Tüm Türkiye karnaval yaşıyor. Türk insanı uzun yıllar ezilmişliğin, horlanmışlığın birikiminin acısını çıkarıyor bir yerde. Ekonomik kriz, işsizlik, enflasyon, Terör, Erken Seçim, AB ülkelerinin birlik için dayatmış oldukları maddeleri unutup, bir yanda milli birlik-beraberlik açısından tek yumruk oluyor, diğer yanda kendine güveni yakalayarak, futbol dışında diğer alanlarda da dünya ülkeleri ile yarışa hazırlanıyor.
Belki de spor sayesinde ülkemizin tanıtımını yapmış oluyoruz. Yöneticilerimizin, Siyasilerin, Dış Temsilciliklerin, ticari şirketlerin yıllarca çabalayıp yapamadıklarını futbolcularımız bir aylık süreçte gerçekleştiriyor.
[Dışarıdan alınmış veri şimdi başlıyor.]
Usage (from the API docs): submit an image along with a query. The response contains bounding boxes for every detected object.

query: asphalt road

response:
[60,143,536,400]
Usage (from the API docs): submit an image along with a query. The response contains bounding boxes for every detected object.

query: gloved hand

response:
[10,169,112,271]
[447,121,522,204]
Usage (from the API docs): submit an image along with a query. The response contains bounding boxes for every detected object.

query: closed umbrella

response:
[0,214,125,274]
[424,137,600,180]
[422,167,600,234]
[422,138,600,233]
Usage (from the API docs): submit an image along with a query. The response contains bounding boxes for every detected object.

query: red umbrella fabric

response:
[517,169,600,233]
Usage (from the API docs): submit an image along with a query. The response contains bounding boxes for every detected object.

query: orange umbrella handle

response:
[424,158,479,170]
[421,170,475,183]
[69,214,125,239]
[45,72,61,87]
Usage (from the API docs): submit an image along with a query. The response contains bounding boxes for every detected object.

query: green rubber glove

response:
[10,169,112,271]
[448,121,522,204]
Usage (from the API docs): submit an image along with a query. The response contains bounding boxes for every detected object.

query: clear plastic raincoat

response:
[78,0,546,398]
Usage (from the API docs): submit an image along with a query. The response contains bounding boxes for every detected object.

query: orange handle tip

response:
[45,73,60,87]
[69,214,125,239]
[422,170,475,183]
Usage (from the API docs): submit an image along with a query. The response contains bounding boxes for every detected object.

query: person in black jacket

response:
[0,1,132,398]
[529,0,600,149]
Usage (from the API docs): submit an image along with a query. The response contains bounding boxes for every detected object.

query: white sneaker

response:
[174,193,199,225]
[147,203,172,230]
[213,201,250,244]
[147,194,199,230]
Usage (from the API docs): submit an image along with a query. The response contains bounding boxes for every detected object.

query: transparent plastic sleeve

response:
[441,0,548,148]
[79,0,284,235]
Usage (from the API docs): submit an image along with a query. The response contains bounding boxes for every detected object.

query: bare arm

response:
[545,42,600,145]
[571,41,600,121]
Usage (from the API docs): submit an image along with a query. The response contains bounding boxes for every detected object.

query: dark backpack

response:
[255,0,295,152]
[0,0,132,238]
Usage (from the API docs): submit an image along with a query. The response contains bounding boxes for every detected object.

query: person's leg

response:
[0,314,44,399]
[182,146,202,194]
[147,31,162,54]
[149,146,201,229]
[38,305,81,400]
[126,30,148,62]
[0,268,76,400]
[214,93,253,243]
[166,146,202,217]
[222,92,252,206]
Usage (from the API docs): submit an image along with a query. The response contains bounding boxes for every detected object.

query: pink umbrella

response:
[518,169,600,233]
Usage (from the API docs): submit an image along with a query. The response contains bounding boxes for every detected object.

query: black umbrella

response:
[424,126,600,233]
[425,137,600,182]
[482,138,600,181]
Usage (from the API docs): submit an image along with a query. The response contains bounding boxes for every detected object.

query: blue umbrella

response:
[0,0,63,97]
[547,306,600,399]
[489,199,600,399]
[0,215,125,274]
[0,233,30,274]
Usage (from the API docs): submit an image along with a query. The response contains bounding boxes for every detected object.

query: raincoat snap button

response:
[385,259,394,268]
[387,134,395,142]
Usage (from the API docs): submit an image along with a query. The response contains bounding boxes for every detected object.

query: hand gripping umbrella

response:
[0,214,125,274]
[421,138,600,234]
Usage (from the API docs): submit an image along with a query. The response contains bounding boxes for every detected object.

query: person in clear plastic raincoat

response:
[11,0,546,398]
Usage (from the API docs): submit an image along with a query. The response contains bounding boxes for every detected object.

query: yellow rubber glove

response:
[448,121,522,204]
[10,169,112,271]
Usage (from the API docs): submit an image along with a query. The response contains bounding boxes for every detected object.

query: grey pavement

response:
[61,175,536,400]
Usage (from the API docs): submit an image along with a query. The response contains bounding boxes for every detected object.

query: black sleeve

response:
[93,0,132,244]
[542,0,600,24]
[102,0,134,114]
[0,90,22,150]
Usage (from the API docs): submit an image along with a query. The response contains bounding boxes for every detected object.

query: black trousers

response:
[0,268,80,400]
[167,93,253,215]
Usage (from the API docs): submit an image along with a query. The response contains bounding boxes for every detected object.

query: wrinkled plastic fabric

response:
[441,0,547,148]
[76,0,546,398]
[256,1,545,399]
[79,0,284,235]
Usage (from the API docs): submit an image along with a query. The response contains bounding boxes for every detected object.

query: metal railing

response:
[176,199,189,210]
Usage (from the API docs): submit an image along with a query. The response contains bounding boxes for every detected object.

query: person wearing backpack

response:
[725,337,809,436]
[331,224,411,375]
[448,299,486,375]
Türk Lobisi oluşturuyorlar.
Tüm dünyanın dikkatleri Türkiye’ye çevriliyor. Kolay değil trilyonlar harcasanız bir ülke için bu çapta, bu değerde tanıtım gerçekleştiremezsiniz. Bunun getirisini önce Turizm de, arkasından ticarette yaşayacaktır Türkiye.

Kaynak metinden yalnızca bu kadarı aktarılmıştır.